3.17 fissura seccionamento na superfície ou em toda a seção transversal de um componente, com abertura capilar, provocado por tensões normais ou tangenciais. As fissuras podem ser classificadas como ativas (variação da abertura em função de movimentações higrotérmicas ou outras) ou passivas (abertura constante)
3.40 trinca expressão coloquial qualitativa aplicável a fissuras com abertura maior ou igual a 0,6 mm
Então, para a publicação mais recente da NBR 13755, todas as fissuras iguais ou maiores do que 0,6 mm podem ser definidas como trincas.
Mas ressalvo que a norma estabelece que o termo trinca é apenas uma expressão coloquial (popular ou informal) utilizada para se referir a fissuras que sejam maiores do que 0,59 mm. Assim, entendo que a norma não exclui a utilização do termo convencional, fissura, para aberturas de grandes amplitudes, mas apenas define um “codinome” que expressa a mesma definição.

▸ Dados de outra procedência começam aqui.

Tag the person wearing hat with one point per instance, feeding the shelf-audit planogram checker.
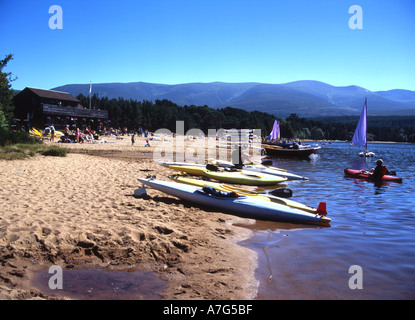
(379, 171)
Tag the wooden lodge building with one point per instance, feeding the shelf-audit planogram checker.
(40, 108)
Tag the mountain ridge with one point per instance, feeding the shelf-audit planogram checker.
(307, 98)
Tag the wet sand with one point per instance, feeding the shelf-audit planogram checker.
(79, 212)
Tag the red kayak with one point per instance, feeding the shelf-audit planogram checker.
(358, 174)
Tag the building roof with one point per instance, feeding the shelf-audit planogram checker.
(50, 94)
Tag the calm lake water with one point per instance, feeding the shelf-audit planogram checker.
(372, 227)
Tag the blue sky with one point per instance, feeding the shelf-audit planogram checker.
(180, 41)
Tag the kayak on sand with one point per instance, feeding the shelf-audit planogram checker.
(237, 177)
(231, 202)
(228, 188)
(360, 174)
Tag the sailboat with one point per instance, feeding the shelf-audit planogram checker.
(359, 137)
(275, 133)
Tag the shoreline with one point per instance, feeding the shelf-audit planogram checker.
(79, 212)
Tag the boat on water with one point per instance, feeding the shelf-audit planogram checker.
(283, 149)
(360, 136)
(360, 174)
(241, 205)
(289, 151)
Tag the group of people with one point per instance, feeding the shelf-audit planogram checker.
(377, 172)
(147, 144)
(78, 136)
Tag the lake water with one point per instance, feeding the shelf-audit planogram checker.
(372, 227)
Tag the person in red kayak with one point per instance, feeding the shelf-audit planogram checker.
(379, 171)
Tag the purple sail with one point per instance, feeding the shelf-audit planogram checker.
(359, 138)
(275, 133)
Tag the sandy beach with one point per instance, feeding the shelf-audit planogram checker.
(79, 211)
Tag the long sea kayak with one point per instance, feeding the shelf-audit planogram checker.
(263, 169)
(245, 192)
(236, 177)
(363, 175)
(240, 205)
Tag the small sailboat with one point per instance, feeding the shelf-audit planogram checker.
(275, 133)
(359, 137)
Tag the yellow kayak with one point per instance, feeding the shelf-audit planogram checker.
(245, 192)
(237, 177)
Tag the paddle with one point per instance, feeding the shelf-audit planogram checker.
(281, 192)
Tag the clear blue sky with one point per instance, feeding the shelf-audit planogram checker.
(180, 41)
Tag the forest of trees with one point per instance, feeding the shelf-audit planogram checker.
(164, 114)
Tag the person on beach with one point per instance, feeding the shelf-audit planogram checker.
(77, 135)
(52, 133)
(238, 157)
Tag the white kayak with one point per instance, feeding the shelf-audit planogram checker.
(238, 204)
(253, 168)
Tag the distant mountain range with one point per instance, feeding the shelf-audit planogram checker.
(306, 98)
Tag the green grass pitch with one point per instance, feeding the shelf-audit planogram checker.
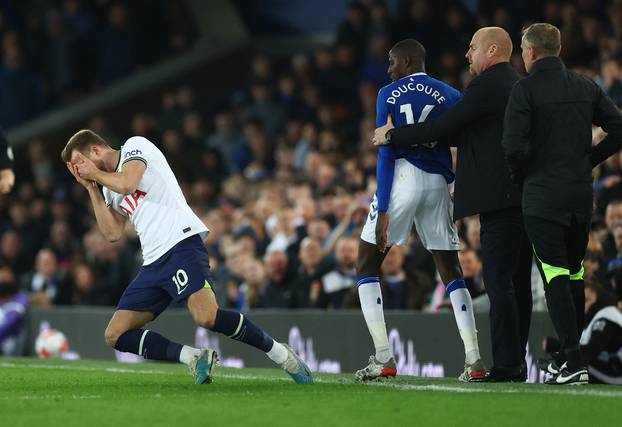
(89, 393)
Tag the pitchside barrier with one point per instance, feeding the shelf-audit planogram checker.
(424, 344)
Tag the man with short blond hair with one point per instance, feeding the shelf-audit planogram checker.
(547, 141)
(483, 186)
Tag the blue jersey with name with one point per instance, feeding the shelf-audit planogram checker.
(412, 99)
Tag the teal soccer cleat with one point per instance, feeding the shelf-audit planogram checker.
(296, 367)
(203, 366)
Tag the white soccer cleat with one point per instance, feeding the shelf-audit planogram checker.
(296, 367)
(473, 372)
(567, 377)
(202, 366)
(376, 370)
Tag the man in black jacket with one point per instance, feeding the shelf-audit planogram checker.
(483, 186)
(547, 140)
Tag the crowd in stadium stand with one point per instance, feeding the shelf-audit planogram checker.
(283, 176)
(55, 52)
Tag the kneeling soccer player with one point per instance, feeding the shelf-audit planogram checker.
(139, 186)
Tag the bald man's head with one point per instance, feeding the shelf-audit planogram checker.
(489, 46)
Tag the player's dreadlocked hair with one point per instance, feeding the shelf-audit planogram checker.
(80, 141)
(410, 48)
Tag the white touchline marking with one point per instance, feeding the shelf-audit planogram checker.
(553, 390)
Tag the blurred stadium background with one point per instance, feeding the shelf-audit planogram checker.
(265, 111)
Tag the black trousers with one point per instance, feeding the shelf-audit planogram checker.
(506, 261)
(559, 251)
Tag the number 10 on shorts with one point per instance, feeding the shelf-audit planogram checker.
(181, 281)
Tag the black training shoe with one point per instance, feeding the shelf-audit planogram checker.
(550, 366)
(570, 377)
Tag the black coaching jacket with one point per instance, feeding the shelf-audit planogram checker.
(475, 125)
(548, 139)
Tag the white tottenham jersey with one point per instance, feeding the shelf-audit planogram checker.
(157, 209)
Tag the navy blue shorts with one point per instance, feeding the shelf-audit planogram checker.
(172, 278)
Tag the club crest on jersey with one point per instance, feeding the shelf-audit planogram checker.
(132, 153)
(130, 202)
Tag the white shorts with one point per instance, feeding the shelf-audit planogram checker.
(420, 198)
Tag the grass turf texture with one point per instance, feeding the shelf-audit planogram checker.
(92, 393)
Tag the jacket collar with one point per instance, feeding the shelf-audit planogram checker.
(547, 63)
(497, 66)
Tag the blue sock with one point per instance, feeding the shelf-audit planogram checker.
(148, 344)
(235, 325)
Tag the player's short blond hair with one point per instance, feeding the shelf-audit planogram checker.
(544, 38)
(80, 141)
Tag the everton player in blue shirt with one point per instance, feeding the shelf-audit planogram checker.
(413, 188)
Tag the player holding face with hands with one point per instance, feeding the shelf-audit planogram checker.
(139, 186)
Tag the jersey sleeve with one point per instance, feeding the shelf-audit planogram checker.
(137, 148)
(382, 112)
(385, 167)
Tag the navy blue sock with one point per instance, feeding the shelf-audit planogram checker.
(148, 344)
(235, 325)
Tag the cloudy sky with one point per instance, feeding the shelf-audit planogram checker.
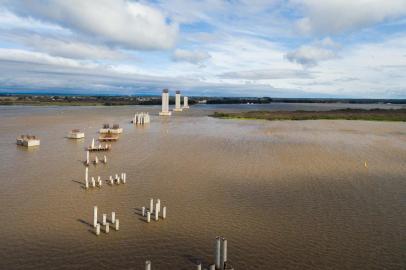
(278, 48)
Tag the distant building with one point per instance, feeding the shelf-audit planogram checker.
(178, 108)
(165, 103)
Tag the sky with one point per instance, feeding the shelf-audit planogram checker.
(275, 48)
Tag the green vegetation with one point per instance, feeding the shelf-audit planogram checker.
(344, 114)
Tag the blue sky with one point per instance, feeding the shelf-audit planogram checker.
(277, 48)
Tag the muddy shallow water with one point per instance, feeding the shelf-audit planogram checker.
(286, 195)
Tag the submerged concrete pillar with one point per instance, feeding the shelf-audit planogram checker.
(94, 216)
(151, 205)
(164, 212)
(117, 224)
(223, 253)
(217, 254)
(87, 177)
(104, 219)
(147, 265)
(113, 217)
(97, 229)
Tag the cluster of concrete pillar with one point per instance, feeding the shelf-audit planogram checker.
(154, 210)
(118, 179)
(100, 147)
(94, 182)
(141, 118)
(115, 222)
(96, 159)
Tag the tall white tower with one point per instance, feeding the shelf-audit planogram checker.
(178, 108)
(165, 103)
(185, 103)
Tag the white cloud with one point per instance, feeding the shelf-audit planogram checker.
(194, 57)
(125, 23)
(311, 55)
(335, 16)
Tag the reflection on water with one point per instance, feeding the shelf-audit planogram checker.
(287, 195)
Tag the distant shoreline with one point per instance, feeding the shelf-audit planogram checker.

Mas qual é a conclusão? Usar ou não usar os diferentes termos?
De forma objetiva, não há nenhuma razão para usar, e nem para não usar diferentes termos. A verdade é que a norma não cita os nomes rachadura, fenda ou brecha, e nem define com clareza o conceito de fissura e trinca.
Então, entendo que é algo estritamente da escolha do perito. Caso o engenheiro ou arquiteto entenda que seja necessário a diferenciação dos termos devido a amplitude, fica a seu critério utilizar essas terminologias. Porém, caso não veja a necessidade e opte por denominar todas as aberturas de fissura, trinca ou rachadura, não há problema.
Caso o perito escolha diferenciar os termos, deve deixar a diferença bastante clara logo no começo do laudo, para que o destinatário do documento não fique confuso com as diversas nomenclaturas.
No meu entender, acredito que o uso de uma nomenclatura é a melhor opção. Pois o objetivo da redação é produzir um laudo que seja facilmente compreendido, e por isso entendo que o uso de um termo é menos confuso. É mais simples explicar que existem fissuras de 0.1mm, 1.2 mm e 4.0 mm, do que explicar que existe uma fissura, uma rachadura e uma fenda e que esses termos estão conceituados no começo do laudo. Devemos facilitar o entendimento.
Mas essa é a minha humilde opinião. O meu objetivo deste artigo foi apresentar as definições das normas e das literaturas, ficando a critério do perito a escolha do termo que melhor se adeque.